Market Match provides extra money to CalFresh recipients to afford fresh fruits and vegetables across the state at over 290 sites to make fresh and nutrient dense food more affordable.
But why does Market Match prioritize produce grown by California small farmers instead of just any large-scale industrial farm? It’s because we know we need to lay the foundation for a livable future. That includes bolstering farming practices that will withstand the ravages of climate change and supplying their regional communities as opposed to the industrial growers that are undermining regional agricultural economies and food sovereignty around the world.
We know that we need to invest and preserve the biodiversity of insects that prop up the entire food chain while we retain and sustain healthy soil composition so that the food we consume has a higher level of nutrients. And it is well documented that small and mid-sized farmers are the ones that are employing sustainable agricultural methods. (See this previous blog post).
We are highlighting one of the farmers who employs this sustainable agricultural practices and who sells at a number of Market Match farmers’ markets including our very own Berkeley Farmers’ Markets – Efren Avalos of Avalos Organic Farm. Ecology Center Youth Intern Mar interviewed Efren Avalos during the Saturday Downtown Berkeley Farmers’ Market recently.
Efren Avalos has been farming for his entire life. He grew up farming in the state of Michoacan, Mexico, with his parents. He is a 4th generation farmer in his family.
After coming to California at the age of 17, Avalos spent 12 years as a farm worker for a large strawberry company. In 1998 he founded Avalos Organic Farm on 4 acres of land near Hollister, CA. Since then, he has expanded to 17 acres, growing a broad selection of produce of at least 30 crops for farmers’ markets and restaurants including peppers, corn, strawberries, melons, tomatoes, and diversified vegetables and herbs as well as dry beans.
Avalos farm uses sustainable pest control and cultivation techniques including using good crop rotation that builds and sustains soil health, planting cover crops that attracts beneficial insects and reintroduces nutrients back to the soil, and applying compost. Avalos employs 5 full-time and 6 seasonal workers and also works on his own farm.
Efren Avalos shared how he feels about farming, “I love my job because I can bring this nice community a little bit of the good food that they deserve.”

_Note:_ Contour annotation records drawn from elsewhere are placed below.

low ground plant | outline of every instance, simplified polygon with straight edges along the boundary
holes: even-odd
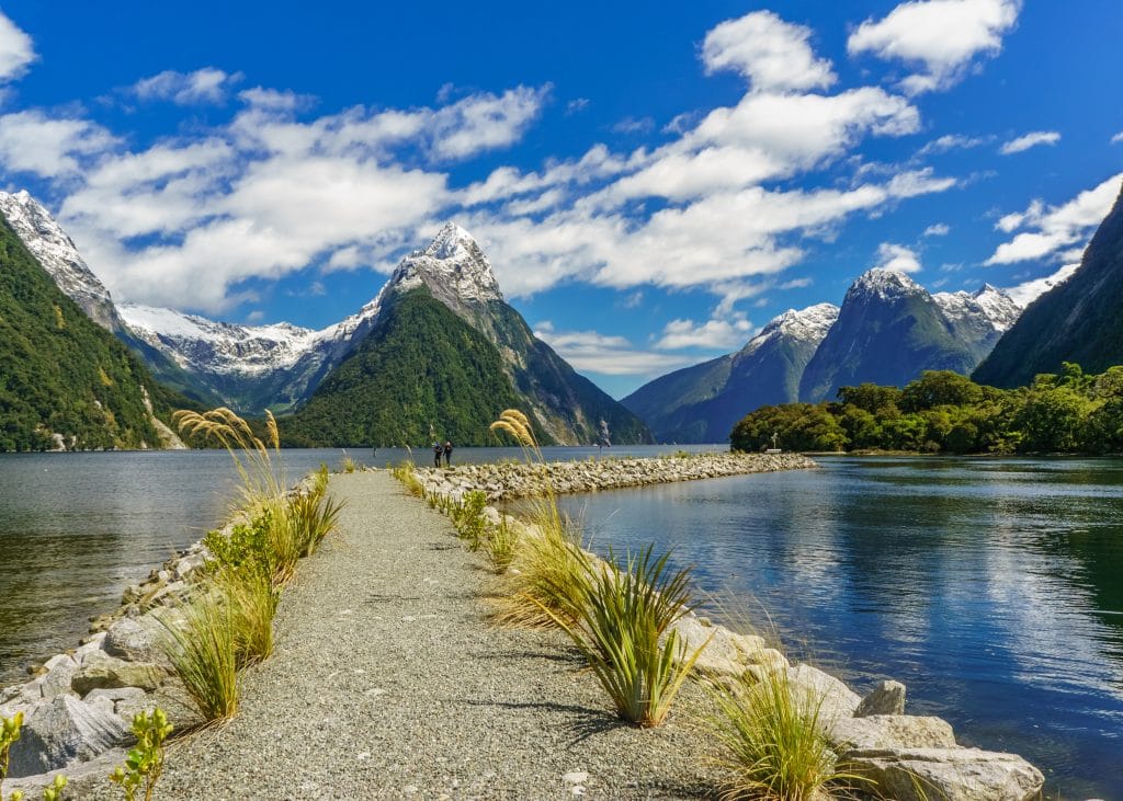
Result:
[[[449,503],[449,516],[453,518],[453,525],[456,526],[457,535],[467,543],[469,551],[478,551],[483,545],[487,531],[487,519],[484,517],[485,506],[487,506],[487,496],[477,489],[465,492],[464,498],[458,504]]]
[[[839,768],[820,725],[822,698],[793,685],[786,671],[714,683],[710,692],[715,711],[709,728],[730,774],[722,799],[811,801],[860,781]]]
[[[686,653],[670,628],[692,608],[690,569],[667,572],[648,546],[627,563],[599,565],[577,625],[558,618],[617,713],[641,728],[663,724],[709,642]]]
[[[125,791],[125,801],[152,801],[156,782],[164,772],[164,740],[172,734],[172,725],[159,707],[150,713],[138,712],[133,718],[133,735],[136,747],[129,749],[125,764],[118,765],[109,774],[109,781]],[[137,793],[143,792],[143,795]]]
[[[502,515],[499,525],[489,526],[483,537],[484,553],[491,562],[492,570],[502,574],[514,561],[519,547],[519,531]]]
[[[8,777],[8,759],[11,746],[19,742],[22,727],[22,712],[16,712],[10,718],[0,718],[0,801],[3,801],[3,780]],[[16,799],[16,801],[19,801],[19,799]]]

This year marks 23 years that he has sold at Berkeley Farmers’ Markets. He has some customers that have been shopping with him for all of those years.

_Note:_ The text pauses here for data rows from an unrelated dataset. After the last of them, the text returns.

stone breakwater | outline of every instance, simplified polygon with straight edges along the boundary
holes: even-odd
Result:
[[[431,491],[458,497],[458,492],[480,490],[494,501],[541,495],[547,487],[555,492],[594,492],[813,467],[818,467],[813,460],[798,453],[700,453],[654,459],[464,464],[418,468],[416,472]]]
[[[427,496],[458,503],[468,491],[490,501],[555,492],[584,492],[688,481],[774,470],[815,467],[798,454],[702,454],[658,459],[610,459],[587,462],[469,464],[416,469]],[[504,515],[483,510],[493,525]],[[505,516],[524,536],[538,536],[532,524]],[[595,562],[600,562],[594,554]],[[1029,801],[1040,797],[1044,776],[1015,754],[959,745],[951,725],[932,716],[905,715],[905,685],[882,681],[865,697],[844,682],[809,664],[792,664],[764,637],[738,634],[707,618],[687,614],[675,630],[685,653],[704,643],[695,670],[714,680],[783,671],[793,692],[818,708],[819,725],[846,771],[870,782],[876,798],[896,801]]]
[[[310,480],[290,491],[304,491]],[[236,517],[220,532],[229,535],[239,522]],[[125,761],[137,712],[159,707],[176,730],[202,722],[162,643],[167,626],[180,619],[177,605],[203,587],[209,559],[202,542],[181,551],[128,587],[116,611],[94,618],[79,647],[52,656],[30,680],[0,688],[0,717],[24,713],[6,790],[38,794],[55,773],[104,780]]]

When asked what are some of the biggest challenges to beginning farmers, Avalos shared that finding a market for your produce and crops is the biggest challenge. He shared that many farmers he knows are great at growing food but struggle to find the right outlet to sell their produce. When entering a farmers’ market for the first time as a vendor you have to build a new relationship with customers which takes time. Efren shares, “My customers are very nice. Believe it or not, from the 23 years that I have been part of this market, I have customers who have supported us from the beginning, and we are still seeing them come here.”
Efren sells at Berkeley Farmers’ Market and a few others in the Monterey County area, as well as to restaurants and a few Bay Area-based wholesalers, though he mentioned that farmers’ markets are key to his sales and business model. When asked what makes a farmers’ market successful for the farmers, Efren replied, “It depends on the community. That makes a huge difference. You have to know the community to know what to grow.”
Another challenge Avalos noted was access to long-term leases to be able to fully invest in building the soil composition of your farm as well as rising inflation with prices of necessary goods not decreasing, as well as the effects of climate change and droughts.
Efren: “It’s been a lot of changes lately and most of the changes are not helping us much. Especially seeds and plants – it’s getting super expensive lately. Lot more expensive than a couple of years ago. I can say double in prices. …It’s been kind of hard lately for everybody with the droughts and all the rules.”
Looking to the future, for his farm that he has operated his entire life, he is hoping to pass the business onto his children but recognizes that they may not want to take over the business. For now, he plans to continue the farming that he loves despite all of the challenges of heat, cold, droughts, and floods.
We know that small farmers are the only ones farming sustainably. Small farmers use cultivation practices that grow food with less inputs—less water, less or no pesticide, and less chemical nitrogen. Building up soil structure through compost, good crop rotation, limited tillage, and growing cover crops help the soil retain moisture when it’s dry and drain water when it floods. These are lessons that many knew when most people were farmers and directly connected to the land, but that may seem abstract or have become specialized knowledge in our current economic structure where most of us no longer grow food or have access to the means of our own subsistence. But the lessons of the past about how to grow food and maintain our food supply are still relevant today and build the foundation for our collective ecologically sustainable future.